Chapter 3: Aims and Objective

Aims:

  • Analyzing and studying the rate and management of hypertension in adult populations in urban and rural regions is the aim of this study.
  • The project seeks to highlight important variances in hypertension wisdom, treatment, control, and knowledge as well as investigate related sociodemographic, social, and healthcare-related areas to guide more effective and accessible efforts.

Objectives:

  1. Ascertain the high incidence of hypertension in older people in both urban and rural points of interest using established evaluation methods.
    • This involves using blood pressure measurements and admitted medication use to identify hypertensive people who have had a previous diagnosis as well as people that have just been hospitalized.
  2. Assess how knowledgeable urban and rural individuals are about hypertension.
    • This includes figuring out the proportion among those with hypertension who are aware of their illness and all the factors affecting awareness, such as participation in health-related information, training, and health knowledge.
  3. Assess how individuals with high blood pressure behave when seeking treatment in both conditions.
    • The study aims to look at trends in the use of health care services, a percentage of diagnosed people seeking treatment at the time, and the kind therapy being utilized (pharmaceutical companies or lifestyle-based).

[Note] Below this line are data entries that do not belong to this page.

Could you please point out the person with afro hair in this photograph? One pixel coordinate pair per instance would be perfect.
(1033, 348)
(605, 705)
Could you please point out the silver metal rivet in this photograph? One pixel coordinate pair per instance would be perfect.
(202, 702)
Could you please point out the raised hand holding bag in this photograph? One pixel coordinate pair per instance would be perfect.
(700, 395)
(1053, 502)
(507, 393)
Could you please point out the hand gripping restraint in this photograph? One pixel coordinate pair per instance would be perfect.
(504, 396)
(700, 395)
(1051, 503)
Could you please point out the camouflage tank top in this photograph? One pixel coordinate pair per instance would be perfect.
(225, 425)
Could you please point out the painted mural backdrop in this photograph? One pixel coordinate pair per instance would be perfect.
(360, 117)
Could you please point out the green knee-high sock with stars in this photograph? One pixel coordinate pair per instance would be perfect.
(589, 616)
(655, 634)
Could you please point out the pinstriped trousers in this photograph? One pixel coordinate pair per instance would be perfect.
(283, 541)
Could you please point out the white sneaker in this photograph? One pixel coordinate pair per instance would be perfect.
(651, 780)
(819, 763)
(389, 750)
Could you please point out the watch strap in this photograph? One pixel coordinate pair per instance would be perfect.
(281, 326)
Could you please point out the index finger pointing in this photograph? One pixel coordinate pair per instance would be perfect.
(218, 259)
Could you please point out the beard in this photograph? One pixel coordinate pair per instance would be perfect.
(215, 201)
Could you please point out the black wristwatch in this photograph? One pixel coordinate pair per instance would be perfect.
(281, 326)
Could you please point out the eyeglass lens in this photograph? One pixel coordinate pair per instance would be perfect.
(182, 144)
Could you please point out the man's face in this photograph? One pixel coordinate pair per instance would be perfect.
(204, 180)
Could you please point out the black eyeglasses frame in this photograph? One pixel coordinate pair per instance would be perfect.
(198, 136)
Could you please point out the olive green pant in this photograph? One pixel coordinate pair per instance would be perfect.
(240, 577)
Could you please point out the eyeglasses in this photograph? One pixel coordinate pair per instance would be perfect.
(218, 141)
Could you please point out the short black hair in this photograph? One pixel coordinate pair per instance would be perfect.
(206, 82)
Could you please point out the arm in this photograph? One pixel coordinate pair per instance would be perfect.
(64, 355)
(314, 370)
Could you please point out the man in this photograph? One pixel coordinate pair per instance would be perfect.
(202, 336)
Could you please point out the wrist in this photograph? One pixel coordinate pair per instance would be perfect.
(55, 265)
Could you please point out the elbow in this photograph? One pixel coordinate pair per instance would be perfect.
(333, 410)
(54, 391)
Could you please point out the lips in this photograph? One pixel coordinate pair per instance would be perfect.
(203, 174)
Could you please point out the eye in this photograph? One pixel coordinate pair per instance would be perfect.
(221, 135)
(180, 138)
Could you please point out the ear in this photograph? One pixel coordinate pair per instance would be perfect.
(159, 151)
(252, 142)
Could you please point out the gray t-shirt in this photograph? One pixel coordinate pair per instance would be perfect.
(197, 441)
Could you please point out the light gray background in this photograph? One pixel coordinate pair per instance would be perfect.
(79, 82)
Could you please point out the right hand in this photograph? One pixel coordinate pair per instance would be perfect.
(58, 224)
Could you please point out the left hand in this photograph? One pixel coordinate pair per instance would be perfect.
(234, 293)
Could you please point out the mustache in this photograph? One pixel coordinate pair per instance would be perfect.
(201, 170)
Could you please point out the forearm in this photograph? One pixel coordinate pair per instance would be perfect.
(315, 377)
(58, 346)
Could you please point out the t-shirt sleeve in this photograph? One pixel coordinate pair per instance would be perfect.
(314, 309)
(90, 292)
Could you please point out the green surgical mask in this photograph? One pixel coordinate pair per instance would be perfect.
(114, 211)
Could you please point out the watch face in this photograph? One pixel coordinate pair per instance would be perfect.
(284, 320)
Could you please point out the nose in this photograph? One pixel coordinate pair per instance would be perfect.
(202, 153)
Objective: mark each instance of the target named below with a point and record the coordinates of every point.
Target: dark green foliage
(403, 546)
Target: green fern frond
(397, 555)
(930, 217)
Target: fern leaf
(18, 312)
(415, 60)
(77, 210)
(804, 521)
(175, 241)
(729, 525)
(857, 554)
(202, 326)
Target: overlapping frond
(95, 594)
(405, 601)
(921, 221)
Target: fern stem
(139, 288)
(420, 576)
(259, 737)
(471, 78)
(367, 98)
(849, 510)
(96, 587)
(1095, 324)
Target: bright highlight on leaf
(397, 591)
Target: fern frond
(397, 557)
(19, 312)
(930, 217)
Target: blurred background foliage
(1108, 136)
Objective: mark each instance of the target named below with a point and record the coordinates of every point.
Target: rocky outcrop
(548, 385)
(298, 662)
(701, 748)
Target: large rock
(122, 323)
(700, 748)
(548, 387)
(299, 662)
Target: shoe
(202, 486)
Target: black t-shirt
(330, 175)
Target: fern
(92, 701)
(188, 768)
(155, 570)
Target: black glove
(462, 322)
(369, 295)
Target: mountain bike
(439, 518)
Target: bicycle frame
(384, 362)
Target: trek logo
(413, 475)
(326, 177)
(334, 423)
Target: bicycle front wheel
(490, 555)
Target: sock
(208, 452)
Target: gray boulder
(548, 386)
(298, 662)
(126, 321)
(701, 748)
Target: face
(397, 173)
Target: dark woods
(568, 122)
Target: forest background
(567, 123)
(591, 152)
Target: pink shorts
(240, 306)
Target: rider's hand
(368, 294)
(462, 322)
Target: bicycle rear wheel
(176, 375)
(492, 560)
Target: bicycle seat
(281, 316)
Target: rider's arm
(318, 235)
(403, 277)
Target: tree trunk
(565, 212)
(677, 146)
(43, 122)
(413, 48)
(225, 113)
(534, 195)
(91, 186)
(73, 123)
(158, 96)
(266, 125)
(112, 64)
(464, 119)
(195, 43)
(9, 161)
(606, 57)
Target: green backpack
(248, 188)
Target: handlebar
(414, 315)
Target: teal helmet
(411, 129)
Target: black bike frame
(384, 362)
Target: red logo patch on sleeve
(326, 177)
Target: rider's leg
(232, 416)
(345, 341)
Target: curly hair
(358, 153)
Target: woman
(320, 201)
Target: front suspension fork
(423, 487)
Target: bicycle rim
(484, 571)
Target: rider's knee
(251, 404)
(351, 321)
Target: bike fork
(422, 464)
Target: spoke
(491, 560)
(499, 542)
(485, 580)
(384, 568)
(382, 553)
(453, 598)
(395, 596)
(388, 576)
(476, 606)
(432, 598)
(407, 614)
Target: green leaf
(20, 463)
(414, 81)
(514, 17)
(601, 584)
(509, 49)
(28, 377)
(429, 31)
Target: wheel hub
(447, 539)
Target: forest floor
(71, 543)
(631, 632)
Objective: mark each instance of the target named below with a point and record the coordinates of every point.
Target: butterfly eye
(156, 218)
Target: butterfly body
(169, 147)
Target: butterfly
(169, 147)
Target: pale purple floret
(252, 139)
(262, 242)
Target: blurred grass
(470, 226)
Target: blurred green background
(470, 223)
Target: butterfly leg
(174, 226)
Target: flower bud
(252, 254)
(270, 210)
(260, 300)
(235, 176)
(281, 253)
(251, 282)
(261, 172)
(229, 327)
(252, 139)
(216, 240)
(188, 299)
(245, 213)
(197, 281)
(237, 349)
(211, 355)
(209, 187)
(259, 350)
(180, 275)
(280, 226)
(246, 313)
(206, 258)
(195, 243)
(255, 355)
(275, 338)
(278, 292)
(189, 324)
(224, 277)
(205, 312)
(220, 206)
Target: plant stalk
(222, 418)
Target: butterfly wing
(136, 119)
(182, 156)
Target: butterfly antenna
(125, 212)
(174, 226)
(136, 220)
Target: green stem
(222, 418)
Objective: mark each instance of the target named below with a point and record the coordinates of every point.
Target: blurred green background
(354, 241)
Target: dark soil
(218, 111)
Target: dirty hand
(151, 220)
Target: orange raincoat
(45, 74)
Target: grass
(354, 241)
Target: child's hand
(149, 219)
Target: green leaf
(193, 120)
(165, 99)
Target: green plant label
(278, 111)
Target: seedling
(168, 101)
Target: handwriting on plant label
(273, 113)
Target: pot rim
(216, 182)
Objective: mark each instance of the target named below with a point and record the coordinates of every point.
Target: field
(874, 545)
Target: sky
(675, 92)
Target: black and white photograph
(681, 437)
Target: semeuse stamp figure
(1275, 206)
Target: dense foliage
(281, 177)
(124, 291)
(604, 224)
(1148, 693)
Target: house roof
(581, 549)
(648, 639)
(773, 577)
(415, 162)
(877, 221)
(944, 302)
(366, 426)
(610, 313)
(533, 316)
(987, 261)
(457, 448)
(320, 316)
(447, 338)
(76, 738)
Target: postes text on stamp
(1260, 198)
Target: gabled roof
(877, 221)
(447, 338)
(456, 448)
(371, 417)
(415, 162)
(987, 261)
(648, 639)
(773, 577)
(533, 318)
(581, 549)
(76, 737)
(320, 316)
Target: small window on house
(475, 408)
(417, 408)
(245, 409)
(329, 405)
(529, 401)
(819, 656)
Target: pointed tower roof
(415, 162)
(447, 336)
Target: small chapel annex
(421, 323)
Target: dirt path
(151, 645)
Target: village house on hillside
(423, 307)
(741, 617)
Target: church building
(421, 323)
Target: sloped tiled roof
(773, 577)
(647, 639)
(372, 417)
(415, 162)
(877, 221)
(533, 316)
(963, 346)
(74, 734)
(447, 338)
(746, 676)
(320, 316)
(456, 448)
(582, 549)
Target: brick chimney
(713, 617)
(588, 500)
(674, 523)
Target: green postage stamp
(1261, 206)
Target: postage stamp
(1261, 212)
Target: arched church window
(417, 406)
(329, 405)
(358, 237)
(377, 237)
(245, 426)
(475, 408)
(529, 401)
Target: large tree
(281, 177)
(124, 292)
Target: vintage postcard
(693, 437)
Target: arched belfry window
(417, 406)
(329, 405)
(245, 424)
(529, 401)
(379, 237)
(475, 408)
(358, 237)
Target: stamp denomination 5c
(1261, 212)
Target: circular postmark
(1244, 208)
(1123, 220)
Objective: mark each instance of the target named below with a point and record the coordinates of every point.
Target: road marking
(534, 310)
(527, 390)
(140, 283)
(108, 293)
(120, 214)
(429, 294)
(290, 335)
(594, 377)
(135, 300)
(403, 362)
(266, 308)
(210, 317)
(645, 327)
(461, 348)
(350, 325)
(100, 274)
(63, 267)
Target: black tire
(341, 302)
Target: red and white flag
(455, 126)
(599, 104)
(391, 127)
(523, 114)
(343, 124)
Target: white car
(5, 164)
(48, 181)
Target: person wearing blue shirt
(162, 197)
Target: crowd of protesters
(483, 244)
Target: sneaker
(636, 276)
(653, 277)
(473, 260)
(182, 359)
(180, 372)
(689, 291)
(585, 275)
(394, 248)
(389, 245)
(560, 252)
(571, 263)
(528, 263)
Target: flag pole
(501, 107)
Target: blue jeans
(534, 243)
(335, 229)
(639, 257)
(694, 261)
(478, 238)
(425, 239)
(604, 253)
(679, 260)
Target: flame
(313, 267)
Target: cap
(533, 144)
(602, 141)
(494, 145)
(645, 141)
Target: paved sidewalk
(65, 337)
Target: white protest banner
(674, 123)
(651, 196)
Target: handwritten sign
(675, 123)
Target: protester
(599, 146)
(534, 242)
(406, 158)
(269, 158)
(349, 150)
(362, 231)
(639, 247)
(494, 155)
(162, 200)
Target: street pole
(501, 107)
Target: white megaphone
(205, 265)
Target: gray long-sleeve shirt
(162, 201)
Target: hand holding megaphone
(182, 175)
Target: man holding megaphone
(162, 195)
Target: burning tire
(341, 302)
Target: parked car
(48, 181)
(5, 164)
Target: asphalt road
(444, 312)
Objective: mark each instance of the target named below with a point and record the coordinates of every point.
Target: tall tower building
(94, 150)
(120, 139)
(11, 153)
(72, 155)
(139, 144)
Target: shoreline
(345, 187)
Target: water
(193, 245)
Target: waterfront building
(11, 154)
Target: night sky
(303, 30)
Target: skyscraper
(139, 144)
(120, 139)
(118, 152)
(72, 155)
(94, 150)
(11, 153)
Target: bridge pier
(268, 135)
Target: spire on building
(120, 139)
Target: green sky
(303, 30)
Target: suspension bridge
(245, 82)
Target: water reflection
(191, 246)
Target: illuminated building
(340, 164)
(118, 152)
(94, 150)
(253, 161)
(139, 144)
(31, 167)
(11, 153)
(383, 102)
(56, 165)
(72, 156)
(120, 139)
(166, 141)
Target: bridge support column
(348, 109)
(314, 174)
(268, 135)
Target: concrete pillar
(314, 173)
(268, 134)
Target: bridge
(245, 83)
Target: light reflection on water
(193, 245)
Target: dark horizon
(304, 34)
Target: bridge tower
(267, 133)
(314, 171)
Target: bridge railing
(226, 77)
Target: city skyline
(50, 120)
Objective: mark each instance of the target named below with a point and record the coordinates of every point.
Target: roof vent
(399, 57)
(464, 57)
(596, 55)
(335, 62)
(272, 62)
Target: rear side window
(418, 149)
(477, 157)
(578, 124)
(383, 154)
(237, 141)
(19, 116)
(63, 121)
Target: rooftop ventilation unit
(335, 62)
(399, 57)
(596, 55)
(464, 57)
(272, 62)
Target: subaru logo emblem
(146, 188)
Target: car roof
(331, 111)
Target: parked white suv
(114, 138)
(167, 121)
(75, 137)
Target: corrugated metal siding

Chapter 4: Proposed Methodology

Study Design:

  • The purpose of this cross-sectional and local-in-nature observational study is to assess both the incidence and management of high blood pressure in urban and rural settings.
  • The main objective of the research investigation was to give participants an accurate understanding of the methods of management and health indicators connected with hypertension within the two contexts.

Inclusion Criteria:

  • Adults aged 18 years and above.
  • Permanent residents of the selected urban or rural area (living for ≥6 months).
  • Individuals willing to provide informed consent.
  • Those available and cooperative during the time of data collection.

Exclusion Criteria:

  • Pregnant women (due to physiological changes affecting BP).
  • Severely ill or bedridden individuals unable to participate.
  • Unwilling or non-cooperative participants.

Parameters Evaluated:

  1. Sociodemographic Parameters:
    • Age
    • Gender
    • Occupation
    • Type of residence (urban/rural)
  2. Lifestyle and Risk Factors:
    • Smoking status
    • Alcohol consumption
    • Physical activity level
    • Dietary habits (salt intake, fruit & vegetable intake)
    • BMI (Body Mass Index)
    • Family history of hypertension
  3. Clinical Parameters:
    • Systolic and Diastolic Blood Pressure (measured using standard protocol)
    • Use of antihypertensive medications
    • History of hypertension (self-reported or diagnosed)
    • Duration of known hypertension
  4. Management-related Parameters:
    • Type and number of antihypertensive medications
    • Frequency of medical check-ups
    • Sources of treatment (public/private/traditional)

Chapter 6: Reference

  • List of references cited in the study.
  • Includes various publications and studies related to hypertension, health behaviors, and statistical data.
  • References cover a range of topics, including urban-rural health disparities, global burden of disease, and lifestyle management of hypertension.